This series grows by one with the release of the four-disc Unreleased Art, Vol. VIBlues for the Fisherman, providing, for the first time, Pepper's complete two- night appearance at Ronnie Scott's London, June 27 and 28, 1980. The history of these recordings rates an article itself. These sides were recorded by the owners of the local Mole Jazz Record Store, who were intent on starting their own recording label with with Art Pepper performances. Pepper's contract with Galaxy records prevented this music from being released under Pepper's name and further disallowed the release of any Pepper compositions previously recorded by Galaxy. Ultimately those performances able to be released were provided under pianist Milcho Leviev's name, Blues for the Fisherman (Mole, 1980) and True Blues (Mole, 1981). Not until now has the entire two evenings' four sets of music been released, making this a most important addition to the Art Pepper discography.
Blues for the Fisherman was recorded on the final two nights of a two week stretch booked at Ronnie Scott's between recording with pianist Pete Jolly on Strike Up the Band (Atlas, 1980) and Sonny Stitt on Groovin' High (Atlas, 1980). Pepper would then record the sides that would become his strings recording Winter Moon (Galaxy Records, 1980). Blues for the Fisherman joins two other extended post-comeback releases, The Complete Village Vanguard Sessions (Contemporary, 1977) and Pepper's Maiden Voyage appearances August 13-15, 1981, released on Roadgame: The Maiden Voyage Sessions, Volume 1 (Galaxy, 1981), Art Lives: The Maiden Voyage Sessions, Volume 2 (Galaxy, 1981), APQ: The Maiden Voyage Sessions, Volume 3 (Galaxy, 1981) and Arthur's Blues (Original Jazz Classics, 1981).
The four sets recorded over two evenings reflect Pepper's late period aesthetic of kicking things off with a mid- to up-tempo blues, typically introduced by an alto flourish followed by a driving walk in the double bass. These sets are no exception. All originals: "Blues for Blanche," "True Blues" and the twice played "Untitled #34" demonstrate, in microcosmal fashion, Pepper's compositional and performance paradoxes, his coexistent selfishness and generosity. Late in his life, Pepper preferred the quartet format over those implying a second horn. This was his prerogative. Like Beethoven, Pepper believed himself an artist and afforded himself that luxury. He wrote difficult and challenging charts and expected much from his sidemen. He rewarded them with praise and plenty of solo time. The result was this music.
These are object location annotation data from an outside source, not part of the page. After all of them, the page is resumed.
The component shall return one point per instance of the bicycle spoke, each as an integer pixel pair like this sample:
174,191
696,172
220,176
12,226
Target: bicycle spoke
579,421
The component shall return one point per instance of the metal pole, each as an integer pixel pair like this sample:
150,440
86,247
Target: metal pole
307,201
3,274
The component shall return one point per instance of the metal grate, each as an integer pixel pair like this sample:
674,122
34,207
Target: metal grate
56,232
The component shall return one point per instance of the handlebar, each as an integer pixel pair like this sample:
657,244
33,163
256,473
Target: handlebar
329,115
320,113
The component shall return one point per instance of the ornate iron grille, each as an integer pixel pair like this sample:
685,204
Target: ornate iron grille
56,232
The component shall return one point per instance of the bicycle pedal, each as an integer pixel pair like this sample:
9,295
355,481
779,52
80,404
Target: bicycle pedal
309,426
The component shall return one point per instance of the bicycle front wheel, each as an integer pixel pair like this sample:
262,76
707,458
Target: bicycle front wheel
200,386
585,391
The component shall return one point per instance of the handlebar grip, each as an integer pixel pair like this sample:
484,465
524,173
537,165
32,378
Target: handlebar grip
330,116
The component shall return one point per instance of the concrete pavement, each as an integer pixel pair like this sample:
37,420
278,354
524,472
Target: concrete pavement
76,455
Pepper's quartets with pianist Milcho Leviev were taut affairs driven by a not-quite- congruent meeting of two musical philosophies. Pepper, deep and earthy played a foil to Leviev's Eastern European classical approach. The results were always compelling if not transcendent. Both evenings featured Pepper's sublime ballad "Ophelia" and funky, R&B-saturated "Make a List." These are pieces closely associated with the saxophonist and two of his favorite improvisatory vehicles late in his performing career. "Make a List" proved beyond doubt that Pepper was capable of the most dirt-level organic playing and while these performances are excellent, they would be bettered to the point of definition on The Croydon Concert.
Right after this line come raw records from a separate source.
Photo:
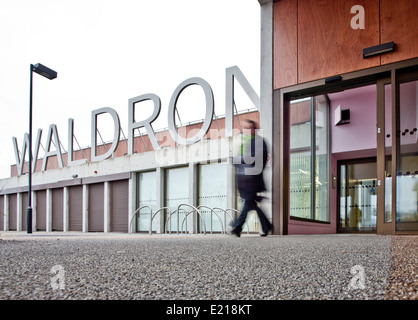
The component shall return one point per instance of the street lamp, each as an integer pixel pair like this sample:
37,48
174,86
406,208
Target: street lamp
49,74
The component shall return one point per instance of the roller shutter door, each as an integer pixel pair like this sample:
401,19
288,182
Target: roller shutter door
96,207
75,210
57,210
119,215
41,210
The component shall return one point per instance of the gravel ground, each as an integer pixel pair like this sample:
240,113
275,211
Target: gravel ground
75,266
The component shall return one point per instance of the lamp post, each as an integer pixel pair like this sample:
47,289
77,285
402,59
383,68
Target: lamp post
49,74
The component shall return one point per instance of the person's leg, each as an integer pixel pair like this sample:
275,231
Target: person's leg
265,224
242,217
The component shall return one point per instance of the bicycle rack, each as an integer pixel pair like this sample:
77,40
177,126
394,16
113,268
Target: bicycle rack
167,224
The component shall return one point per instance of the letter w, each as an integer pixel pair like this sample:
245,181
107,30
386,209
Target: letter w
20,161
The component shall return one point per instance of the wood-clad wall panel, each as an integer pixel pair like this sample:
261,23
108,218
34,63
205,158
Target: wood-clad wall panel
399,23
327,44
285,43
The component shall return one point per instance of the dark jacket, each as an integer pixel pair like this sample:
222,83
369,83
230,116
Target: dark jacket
249,168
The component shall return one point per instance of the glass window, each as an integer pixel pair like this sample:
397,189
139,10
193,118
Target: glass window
300,158
309,159
321,159
212,194
176,193
388,153
407,173
147,197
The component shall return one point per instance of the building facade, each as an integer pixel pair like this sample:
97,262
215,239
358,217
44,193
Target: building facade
345,115
338,107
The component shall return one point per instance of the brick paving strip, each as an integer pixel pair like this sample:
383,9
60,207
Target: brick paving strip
184,267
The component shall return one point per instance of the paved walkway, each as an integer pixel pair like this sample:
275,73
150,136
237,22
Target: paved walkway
137,266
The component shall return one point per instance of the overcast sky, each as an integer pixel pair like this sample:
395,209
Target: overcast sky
108,51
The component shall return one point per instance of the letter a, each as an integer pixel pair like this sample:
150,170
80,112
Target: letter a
357,22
Pepper's first instrument was the clarinet, one he was more than capable of playing but left for the more glamorous alto saxophone. The clarinet also inspired a certain degree of controversy and anxiety in Pepper and those around him. Pepper's most notable clarinet performance was on Charlie Parker and Dizzy Gillespie's "Anthropology" originally released on the saxophonist's superb 1959 recording Art Pepper + Eleven Plays Modern Jazz Classics. He performs "Anthropology" here with the preface that he did not often perform on clarinet. While this might be true, Pepper performed a searing version at the Village Vanguard in 1977 with bassist George Mraz playing a tight duet with the saxophonist. Where Pepper played an alto interlude at Ronnie Scott's, he played the rare tenor saxophone performance at the Vanguard. For all of his talk, "Anthropology" on clarinet, was always a treat.
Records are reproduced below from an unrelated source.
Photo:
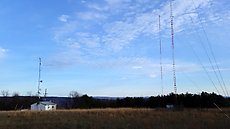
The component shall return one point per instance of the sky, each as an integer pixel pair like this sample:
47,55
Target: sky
112,47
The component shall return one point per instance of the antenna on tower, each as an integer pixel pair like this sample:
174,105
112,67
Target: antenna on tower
45,94
162,88
173,53
39,78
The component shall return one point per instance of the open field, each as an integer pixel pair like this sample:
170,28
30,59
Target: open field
115,119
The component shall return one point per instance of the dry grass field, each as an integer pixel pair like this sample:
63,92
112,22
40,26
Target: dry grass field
115,119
Another blues Pepper played both nights was "Red Car" from Pepper's early comeback recording The Trip (Galaxy, 1976). Like "Make a List," "Red Car" revealed a heavy R&B-soul jazz element to his playing that proved him superior to David Sanborn and the like. Here, it sounds as if Pepper is having fun, turning out a rocking performance, something different than his typical hyper-emotional performance. Pepper was always fond of staid ballad's such as "Over the Rainbow" and "Goodbye." For his Ronnie Scott's dates, Pepper chose the latter and proceeded to show how nakedly and vulnerable he could play. Searing and corrosive, Pepper's ballads had no contemporary peer and certainly none today.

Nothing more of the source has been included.